The minister’s statement echoed sentiments in an IMF analysis report which said the economy was not doing badly but is not in a crisis. The IMF said for the economy to recover, existing risks need to be well mitigated.

Previously, explanations like Kasaija’s and the IMF would suffice to calm fears around the economy. But in current tough times, experts are putting rosy claims President Yoweri Museveni and his technocrats at the Central Bank and Finance Ministry under greater scrutiny.

Many are pointing at actions taken by the central bank before and after the 2011 and 2016 elections to be the driver of the current economic woes.

The two elections saw both the government and opposition candidates at presidential and parliamentary elections level spend unprecedented sums of money on the campaign.

In 2011, especially, President Museveni is accused by his opponents of having raided the government coffers at Bank of Uganda during election time.

By December 2011, the massive expenditures in those elections were causing the core and headline inflation to rise at a rate of 30% and 29% respectively. The central bank reacted by rising the Central Bank Rate (CBR) to an unprecedented 23% in November 2011 from 13% in July. At the same time, commercial bank took BoU’s cue and raised lending rates to over 30%.

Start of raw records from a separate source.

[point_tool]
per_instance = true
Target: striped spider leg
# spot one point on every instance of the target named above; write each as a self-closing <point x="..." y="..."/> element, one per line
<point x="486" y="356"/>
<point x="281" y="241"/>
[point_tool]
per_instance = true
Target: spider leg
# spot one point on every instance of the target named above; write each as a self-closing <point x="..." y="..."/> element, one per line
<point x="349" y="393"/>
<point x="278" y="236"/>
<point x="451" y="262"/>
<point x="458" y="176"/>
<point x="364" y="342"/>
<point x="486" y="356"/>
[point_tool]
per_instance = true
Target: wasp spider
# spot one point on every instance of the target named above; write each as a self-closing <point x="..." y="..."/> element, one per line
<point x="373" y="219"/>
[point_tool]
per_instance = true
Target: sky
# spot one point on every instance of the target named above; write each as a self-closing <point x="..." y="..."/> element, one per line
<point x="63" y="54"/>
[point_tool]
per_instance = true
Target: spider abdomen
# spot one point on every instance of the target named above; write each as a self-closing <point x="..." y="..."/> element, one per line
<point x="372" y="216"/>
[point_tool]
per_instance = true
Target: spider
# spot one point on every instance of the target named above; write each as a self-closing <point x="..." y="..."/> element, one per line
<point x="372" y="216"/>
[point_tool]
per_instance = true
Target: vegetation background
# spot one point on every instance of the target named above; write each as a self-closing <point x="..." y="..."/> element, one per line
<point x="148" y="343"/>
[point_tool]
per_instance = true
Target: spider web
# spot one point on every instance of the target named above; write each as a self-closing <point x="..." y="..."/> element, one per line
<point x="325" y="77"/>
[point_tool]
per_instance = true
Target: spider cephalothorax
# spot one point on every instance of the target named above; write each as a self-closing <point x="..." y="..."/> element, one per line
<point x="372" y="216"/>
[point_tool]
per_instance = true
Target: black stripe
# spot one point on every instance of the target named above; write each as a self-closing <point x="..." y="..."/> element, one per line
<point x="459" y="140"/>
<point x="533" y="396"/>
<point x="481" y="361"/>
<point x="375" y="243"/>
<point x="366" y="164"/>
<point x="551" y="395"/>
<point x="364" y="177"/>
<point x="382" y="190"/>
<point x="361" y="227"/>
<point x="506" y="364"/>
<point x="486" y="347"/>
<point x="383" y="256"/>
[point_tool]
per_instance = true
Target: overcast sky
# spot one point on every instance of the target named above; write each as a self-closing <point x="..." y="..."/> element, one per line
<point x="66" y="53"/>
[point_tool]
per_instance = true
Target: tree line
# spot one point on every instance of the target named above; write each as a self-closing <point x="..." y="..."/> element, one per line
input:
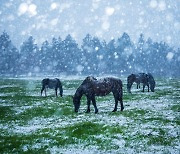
<point x="94" y="56"/>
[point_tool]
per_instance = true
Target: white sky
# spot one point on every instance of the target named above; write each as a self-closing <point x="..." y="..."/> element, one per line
<point x="107" y="19"/>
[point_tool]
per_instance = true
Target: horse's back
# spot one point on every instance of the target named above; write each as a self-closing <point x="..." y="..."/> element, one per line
<point x="104" y="86"/>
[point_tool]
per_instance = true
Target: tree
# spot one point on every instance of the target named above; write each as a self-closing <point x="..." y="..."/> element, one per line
<point x="9" y="55"/>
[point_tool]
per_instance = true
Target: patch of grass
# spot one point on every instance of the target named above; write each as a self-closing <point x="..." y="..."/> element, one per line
<point x="21" y="103"/>
<point x="134" y="113"/>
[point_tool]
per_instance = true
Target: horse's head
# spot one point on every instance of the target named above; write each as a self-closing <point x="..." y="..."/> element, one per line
<point x="76" y="102"/>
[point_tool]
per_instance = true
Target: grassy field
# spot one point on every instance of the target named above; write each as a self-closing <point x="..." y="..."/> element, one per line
<point x="30" y="123"/>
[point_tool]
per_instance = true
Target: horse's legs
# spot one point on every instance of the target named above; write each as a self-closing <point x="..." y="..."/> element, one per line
<point x="94" y="104"/>
<point x="88" y="105"/>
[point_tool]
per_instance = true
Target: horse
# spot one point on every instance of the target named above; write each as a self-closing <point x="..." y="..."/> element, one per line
<point x="52" y="84"/>
<point x="92" y="87"/>
<point x="146" y="79"/>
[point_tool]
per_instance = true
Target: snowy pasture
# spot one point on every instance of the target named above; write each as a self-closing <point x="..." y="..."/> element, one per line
<point x="31" y="123"/>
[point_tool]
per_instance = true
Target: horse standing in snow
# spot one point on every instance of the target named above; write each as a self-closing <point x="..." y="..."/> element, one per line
<point x="92" y="87"/>
<point x="146" y="79"/>
<point x="52" y="84"/>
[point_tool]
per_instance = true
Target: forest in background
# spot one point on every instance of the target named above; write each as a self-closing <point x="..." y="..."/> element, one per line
<point x="119" y="56"/>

Commercial bank customers who acquired loans with variable interest rates suddenly found themselves having to pay higher rates. There were protests on the streets. The business community, especially in Kampala, demanded government intervention and organised a business lock-down.

Towards the 2016 elections, Kasaija requested a Shs.800 billion supplementary budget. Critics said it was again meant to finance Museveni’s campaign especially because a big chunck of it was meant for State House.